Erik Bledsoe said he was 5 when his dad persuaded his editors to let him travel the lower 48 states interviewing people at random about their lives. It was 1969 or 1970, Erik Bledsoe recalled.
The family set out in a camper, stopping in a town every few hours for Bledsoe to interview people who’d never been written about. He mailed five stories a week to his editors.
Decades later, he traveled U.S. 64, North Carolina’s longest highway, producing over 60 profiles published in the (Greensboro) News & Record in 1984 and compiled in a book, “From Whalebone to Hot House.”
As a reporter, he also exposed wrongdoing, longtime friend and colleague Jim Jenkins told the Observer.
Jenkins recalled how Bledsoe outed a civic group that shut kids’ lemonade stands near a golf tournament the group sponsored. The group felt the stands were hurting its beverage sales.
“That was one of the cornerstones of his career,” Jenkins
said. “Sticking up for the little guy.”
“Jerry was the voice of Greensboro when he was there,” said Jenkins, former longtime editorial page editor and columnist at the News & Observer.
Bledsoe “was a renaissance man” who also loved to cook — “crab cakes and complicated dishes” — Jenkins said, adding that Bledsoe was the funniest person he’d ever met.

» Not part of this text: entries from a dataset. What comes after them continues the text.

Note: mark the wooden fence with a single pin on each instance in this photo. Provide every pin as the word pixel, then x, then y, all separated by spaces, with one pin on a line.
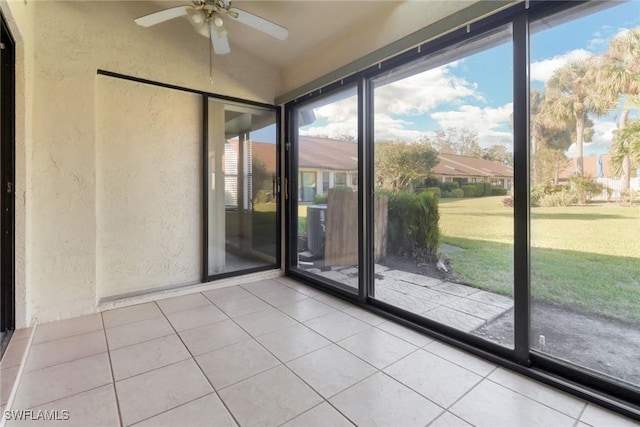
pixel 342 224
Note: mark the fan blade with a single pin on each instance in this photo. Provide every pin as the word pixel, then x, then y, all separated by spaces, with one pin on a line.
pixel 161 16
pixel 261 24
pixel 219 41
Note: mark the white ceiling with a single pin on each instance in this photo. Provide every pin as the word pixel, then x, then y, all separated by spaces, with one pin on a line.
pixel 310 23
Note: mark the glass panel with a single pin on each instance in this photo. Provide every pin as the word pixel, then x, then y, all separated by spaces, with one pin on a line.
pixel 585 255
pixel 327 206
pixel 443 167
pixel 242 204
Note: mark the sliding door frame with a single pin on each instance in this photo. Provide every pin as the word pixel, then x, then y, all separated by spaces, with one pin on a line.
pixel 522 358
pixel 7 186
pixel 205 276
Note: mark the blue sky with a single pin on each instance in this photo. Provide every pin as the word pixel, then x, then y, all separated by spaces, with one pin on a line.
pixel 476 91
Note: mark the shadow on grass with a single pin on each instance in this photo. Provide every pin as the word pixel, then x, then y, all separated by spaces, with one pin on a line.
pixel 604 285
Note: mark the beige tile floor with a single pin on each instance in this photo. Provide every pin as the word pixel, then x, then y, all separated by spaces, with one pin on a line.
pixel 271 353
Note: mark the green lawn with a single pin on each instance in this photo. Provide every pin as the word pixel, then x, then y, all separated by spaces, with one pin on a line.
pixel 586 257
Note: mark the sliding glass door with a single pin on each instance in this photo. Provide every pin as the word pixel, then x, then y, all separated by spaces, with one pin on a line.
pixel 443 170
pixel 585 220
pixel 498 167
pixel 325 208
pixel 241 188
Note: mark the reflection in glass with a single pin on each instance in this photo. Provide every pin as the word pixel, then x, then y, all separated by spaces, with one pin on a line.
pixel 443 159
pixel 242 204
pixel 327 197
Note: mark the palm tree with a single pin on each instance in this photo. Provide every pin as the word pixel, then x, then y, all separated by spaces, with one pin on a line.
pixel 618 72
pixel 625 150
pixel 571 94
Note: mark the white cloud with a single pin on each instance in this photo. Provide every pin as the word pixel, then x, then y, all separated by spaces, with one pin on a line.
pixel 388 128
pixel 602 38
pixel 410 96
pixel 423 92
pixel 543 70
pixel 602 137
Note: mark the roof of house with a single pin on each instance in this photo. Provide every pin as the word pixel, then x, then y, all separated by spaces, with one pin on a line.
pixel 589 166
pixel 313 153
pixel 452 165
pixel 332 154
pixel 328 154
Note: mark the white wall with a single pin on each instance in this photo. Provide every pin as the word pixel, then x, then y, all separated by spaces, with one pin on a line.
pixel 148 187
pixel 69 43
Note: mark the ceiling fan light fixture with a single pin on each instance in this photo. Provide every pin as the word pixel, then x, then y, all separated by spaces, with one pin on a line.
pixel 197 18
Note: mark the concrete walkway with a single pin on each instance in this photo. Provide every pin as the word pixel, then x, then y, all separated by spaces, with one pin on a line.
pixel 459 306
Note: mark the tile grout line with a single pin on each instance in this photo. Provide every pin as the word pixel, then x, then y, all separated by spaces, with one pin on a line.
pixel 193 358
pixel 535 400
pixel 584 409
pixel 284 364
pixel 466 393
pixel 113 378
pixel 18 379
pixel 68 336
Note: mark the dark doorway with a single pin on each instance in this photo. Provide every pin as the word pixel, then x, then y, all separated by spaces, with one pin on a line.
pixel 7 185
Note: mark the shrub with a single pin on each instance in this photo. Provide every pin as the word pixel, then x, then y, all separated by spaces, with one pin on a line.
pixel 431 182
pixel 470 190
pixel 486 188
pixel 541 190
pixel 261 197
pixel 558 199
pixel 449 186
pixel 435 190
pixel 585 187
pixel 413 224
pixel 458 193
pixel 320 199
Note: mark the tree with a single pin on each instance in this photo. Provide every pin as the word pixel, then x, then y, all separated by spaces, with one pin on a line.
pixel 618 72
pixel 625 151
pixel 571 94
pixel 547 165
pixel 399 165
pixel 458 141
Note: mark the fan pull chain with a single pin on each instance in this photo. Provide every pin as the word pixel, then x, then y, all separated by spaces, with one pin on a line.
pixel 211 64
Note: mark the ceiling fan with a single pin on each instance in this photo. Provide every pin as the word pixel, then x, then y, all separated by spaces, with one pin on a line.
pixel 207 17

“He was a character, if ever there was someone who fit that description,” Jenkins said.
Jenkins dressed as Santa Claus at community events and the 6-feet-3-inch, 145-pound Bledsoe as an elf. “So he could have a rum and coke at the stops, something Santa wasn’t allowed,” Jenkins said with a laugh.
He also recalled Bledsoe’s empathy, how he gave a car to a friend who had lost her job and then found her employment.

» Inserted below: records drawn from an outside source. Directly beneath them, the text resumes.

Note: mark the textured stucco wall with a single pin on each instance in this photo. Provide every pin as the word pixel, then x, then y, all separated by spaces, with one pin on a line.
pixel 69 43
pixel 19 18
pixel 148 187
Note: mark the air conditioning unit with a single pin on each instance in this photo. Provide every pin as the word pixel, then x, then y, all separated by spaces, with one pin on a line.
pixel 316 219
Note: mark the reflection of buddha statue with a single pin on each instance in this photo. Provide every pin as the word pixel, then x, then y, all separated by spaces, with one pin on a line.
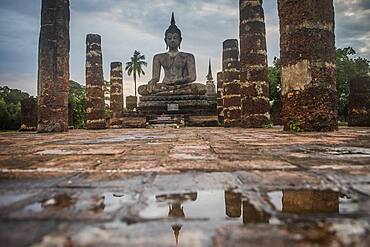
pixel 179 69
pixel 176 210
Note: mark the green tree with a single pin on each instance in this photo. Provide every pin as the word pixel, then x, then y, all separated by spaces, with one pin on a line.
pixel 107 99
pixel 348 68
pixel 135 66
pixel 77 101
pixel 274 76
pixel 10 107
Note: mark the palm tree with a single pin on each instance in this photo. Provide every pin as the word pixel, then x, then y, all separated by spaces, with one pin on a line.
pixel 135 66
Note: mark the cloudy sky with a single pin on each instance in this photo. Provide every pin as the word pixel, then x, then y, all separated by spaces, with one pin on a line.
pixel 127 25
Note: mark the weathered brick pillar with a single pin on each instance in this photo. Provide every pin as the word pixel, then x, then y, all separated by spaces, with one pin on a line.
pixel 53 72
pixel 254 87
pixel 307 49
pixel 116 94
pixel 70 116
pixel 95 103
pixel 220 102
pixel 231 83
pixel 131 103
pixel 359 102
pixel 29 114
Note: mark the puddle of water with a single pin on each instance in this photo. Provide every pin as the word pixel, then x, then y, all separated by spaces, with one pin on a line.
pixel 9 199
pixel 107 202
pixel 58 202
pixel 120 138
pixel 311 202
pixel 217 206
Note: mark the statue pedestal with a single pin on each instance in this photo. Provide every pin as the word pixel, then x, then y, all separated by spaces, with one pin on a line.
pixel 184 108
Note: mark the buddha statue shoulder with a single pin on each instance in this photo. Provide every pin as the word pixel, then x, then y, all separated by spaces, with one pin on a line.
pixel 179 68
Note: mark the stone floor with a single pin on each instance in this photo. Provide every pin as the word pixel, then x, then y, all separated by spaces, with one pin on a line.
pixel 185 187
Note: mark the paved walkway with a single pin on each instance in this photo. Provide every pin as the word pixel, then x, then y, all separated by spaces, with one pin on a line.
pixel 193 186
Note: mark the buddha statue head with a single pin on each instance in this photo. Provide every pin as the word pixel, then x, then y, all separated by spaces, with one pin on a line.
pixel 173 35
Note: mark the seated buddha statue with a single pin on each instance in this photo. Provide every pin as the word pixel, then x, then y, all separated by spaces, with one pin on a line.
pixel 179 69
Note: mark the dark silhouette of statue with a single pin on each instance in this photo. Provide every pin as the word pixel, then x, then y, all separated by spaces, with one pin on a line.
pixel 179 69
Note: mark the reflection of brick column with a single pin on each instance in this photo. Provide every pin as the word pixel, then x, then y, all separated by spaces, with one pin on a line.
pixel 220 102
pixel 252 215
pixel 116 94
pixel 310 201
pixel 308 64
pixel 94 83
pixel 359 102
pixel 255 112
pixel 53 74
pixel 233 204
pixel 231 83
pixel 29 114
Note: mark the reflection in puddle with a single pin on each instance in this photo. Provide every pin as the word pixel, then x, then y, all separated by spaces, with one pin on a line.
pixel 219 207
pixel 311 202
pixel 9 199
pixel 119 138
pixel 107 203
pixel 57 202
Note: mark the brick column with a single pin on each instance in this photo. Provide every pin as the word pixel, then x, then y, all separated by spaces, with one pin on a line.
pixel 53 67
pixel 307 49
pixel 359 102
pixel 94 83
pixel 231 83
pixel 220 102
pixel 255 111
pixel 29 114
pixel 116 94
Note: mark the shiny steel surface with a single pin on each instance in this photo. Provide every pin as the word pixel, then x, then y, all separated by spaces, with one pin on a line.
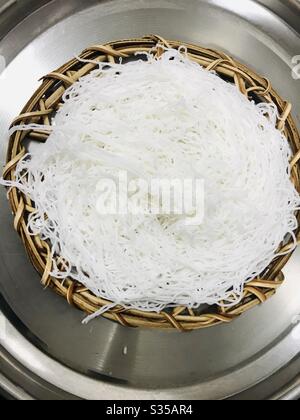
pixel 44 337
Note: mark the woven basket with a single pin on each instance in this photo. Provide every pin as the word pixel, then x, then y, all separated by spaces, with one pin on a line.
pixel 46 101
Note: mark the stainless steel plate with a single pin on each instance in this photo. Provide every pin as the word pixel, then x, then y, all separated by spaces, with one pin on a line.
pixel 44 346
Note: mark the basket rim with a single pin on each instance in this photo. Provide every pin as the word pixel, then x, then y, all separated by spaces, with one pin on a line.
pixel 46 100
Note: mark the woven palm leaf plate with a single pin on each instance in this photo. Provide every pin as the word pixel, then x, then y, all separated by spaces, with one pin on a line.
pixel 43 105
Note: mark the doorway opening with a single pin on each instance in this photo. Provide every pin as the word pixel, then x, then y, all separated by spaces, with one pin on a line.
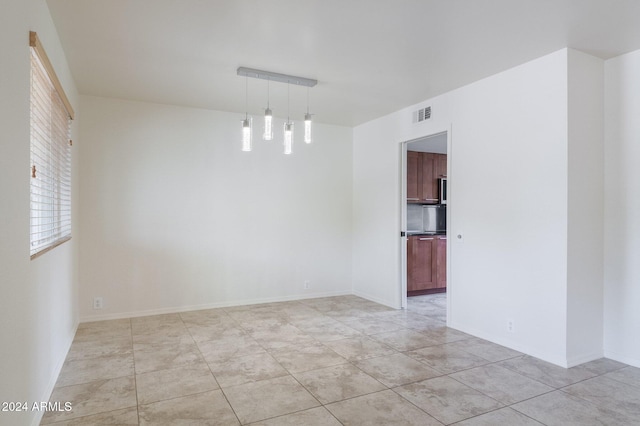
pixel 425 213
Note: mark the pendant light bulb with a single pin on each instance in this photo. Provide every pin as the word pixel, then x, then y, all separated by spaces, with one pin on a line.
pixel 247 122
pixel 307 128
pixel 307 122
pixel 268 125
pixel 288 138
pixel 246 134
pixel 288 130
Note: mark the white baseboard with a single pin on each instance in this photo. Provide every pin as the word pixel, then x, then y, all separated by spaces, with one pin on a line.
pixel 46 396
pixel 630 360
pixel 227 304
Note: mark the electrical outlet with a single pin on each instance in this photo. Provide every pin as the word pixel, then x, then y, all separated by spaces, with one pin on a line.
pixel 97 303
pixel 510 326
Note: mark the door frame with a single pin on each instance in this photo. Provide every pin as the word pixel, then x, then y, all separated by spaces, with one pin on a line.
pixel 403 218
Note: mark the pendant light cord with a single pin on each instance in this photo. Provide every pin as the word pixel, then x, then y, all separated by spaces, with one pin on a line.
pixel 246 97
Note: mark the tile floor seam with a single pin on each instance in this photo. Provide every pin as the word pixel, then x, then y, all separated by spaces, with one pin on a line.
pixel 416 406
pixel 226 398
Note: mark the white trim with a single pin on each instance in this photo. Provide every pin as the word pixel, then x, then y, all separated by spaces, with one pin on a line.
pixel 577 360
pixel 57 369
pixel 178 309
pixel 634 362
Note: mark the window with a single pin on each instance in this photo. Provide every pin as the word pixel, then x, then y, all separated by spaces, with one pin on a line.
pixel 51 116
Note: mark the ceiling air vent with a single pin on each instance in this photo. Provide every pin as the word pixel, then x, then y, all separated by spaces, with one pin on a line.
pixel 422 114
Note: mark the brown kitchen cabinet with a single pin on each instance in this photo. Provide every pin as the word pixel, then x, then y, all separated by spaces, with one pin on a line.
pixel 423 171
pixel 414 176
pixel 426 264
pixel 441 262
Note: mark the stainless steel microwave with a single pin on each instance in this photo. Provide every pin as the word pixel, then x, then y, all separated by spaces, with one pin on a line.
pixel 442 185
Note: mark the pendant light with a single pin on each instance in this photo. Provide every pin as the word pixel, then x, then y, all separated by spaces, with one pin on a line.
pixel 288 130
pixel 247 122
pixel 307 122
pixel 268 119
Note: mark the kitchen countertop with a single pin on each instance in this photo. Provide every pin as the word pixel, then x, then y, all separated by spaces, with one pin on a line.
pixel 422 233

“He was doing that all the time,” Jenkins said.
Ned Cline competed with Bledsoe when they were young reporters and later became his friend and colleague for more than 40 years at the papers in Greensboro and Charlotte.
“He was always looking out for the needs of other people,” Cline said. “He was just a genuine, all-around good guy.”
The explosion
Cline was managing editor of the Greensboro paper when a Chevrolet Blazer driven by Fritz Klenner exploded on June 3, 1985, during a police chase in Summerfield, north of Greensboro.

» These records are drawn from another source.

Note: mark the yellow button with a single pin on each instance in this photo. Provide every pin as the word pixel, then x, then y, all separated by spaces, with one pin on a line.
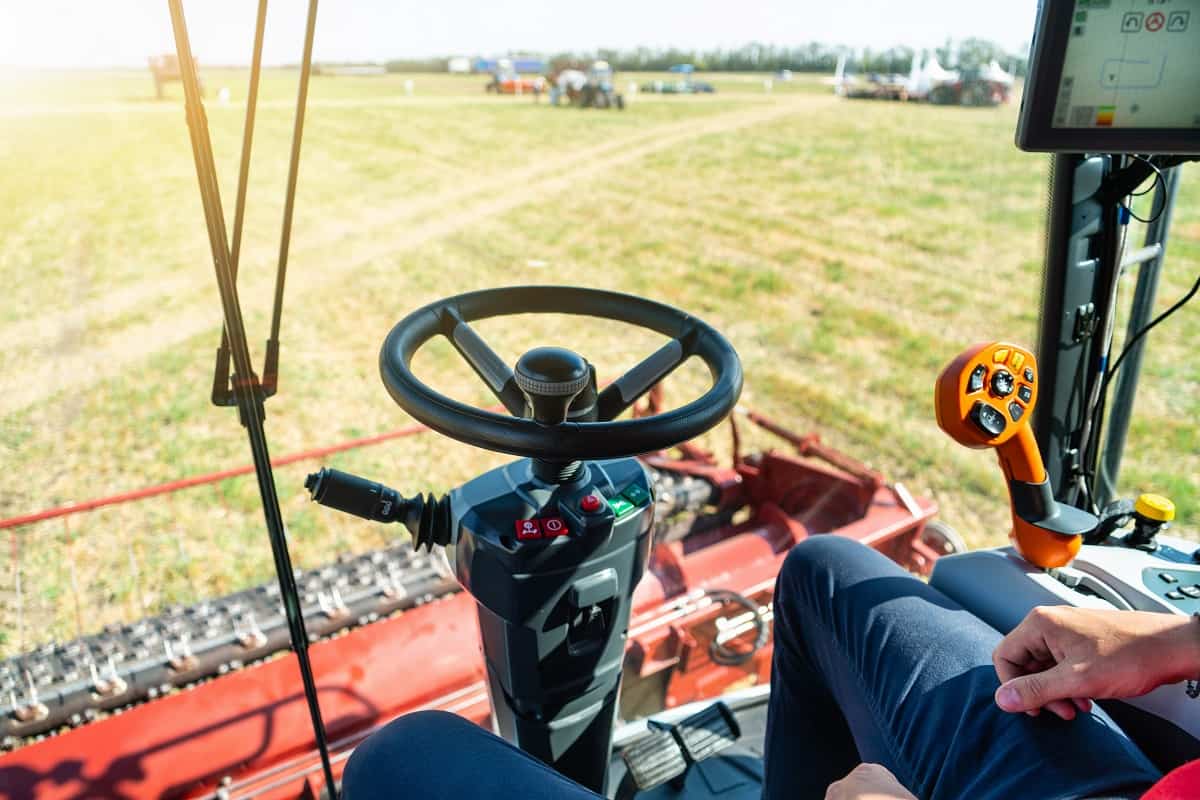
pixel 1155 506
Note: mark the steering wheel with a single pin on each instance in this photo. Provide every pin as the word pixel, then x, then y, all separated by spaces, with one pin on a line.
pixel 557 411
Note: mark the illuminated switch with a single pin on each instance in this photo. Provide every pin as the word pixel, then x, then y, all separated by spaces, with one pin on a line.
pixel 528 529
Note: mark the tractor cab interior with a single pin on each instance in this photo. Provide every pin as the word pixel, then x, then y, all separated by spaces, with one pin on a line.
pixel 550 549
pixel 552 546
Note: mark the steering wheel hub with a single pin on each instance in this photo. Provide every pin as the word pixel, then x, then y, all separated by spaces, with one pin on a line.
pixel 557 414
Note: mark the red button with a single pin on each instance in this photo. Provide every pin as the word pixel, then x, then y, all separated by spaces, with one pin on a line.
pixel 528 529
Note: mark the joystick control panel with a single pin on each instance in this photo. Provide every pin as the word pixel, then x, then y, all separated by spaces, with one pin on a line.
pixel 985 398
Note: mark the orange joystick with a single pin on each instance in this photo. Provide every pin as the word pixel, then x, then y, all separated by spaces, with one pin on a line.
pixel 985 398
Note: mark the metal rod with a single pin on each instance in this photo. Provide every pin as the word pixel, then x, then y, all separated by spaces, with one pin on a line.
pixel 247 138
pixel 270 371
pixel 221 374
pixel 245 384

Klenner was suspected of killing three people in Winston-Salem and two in Kentucky. Also in the Blazer were Susie Newsom Lynch and her sons John and Jim.
Cline thought of only one reporter to put on the case: Bledsoe, whom he’d hired back to Greensboro from Charlotte.
Bledsoe wrote a newspaper series about the case but told Cline so much remained to be investigated that he needed to devote time solely to finding out more and writing a book about it.
“I’m going to leave,” Cline said Bledsoe told him.
Cline appreciated how valuable Bledsoe and his reporting and writing were to the paper but encouraged him to pursue the book, he said.
“Jerry was an incredibly talented writer, but also an incredibly talented and good reporter,” Cline said. “A big news issue came up, I turned to Jerry.”
The author lived with Alzheimer’s disease for years, and a brain bleed caused his fall at the home he shared with his wife, Linda, his son said.
No service is planned, although a gathering of family and close friends may occur in a couple of months, the author’s son said.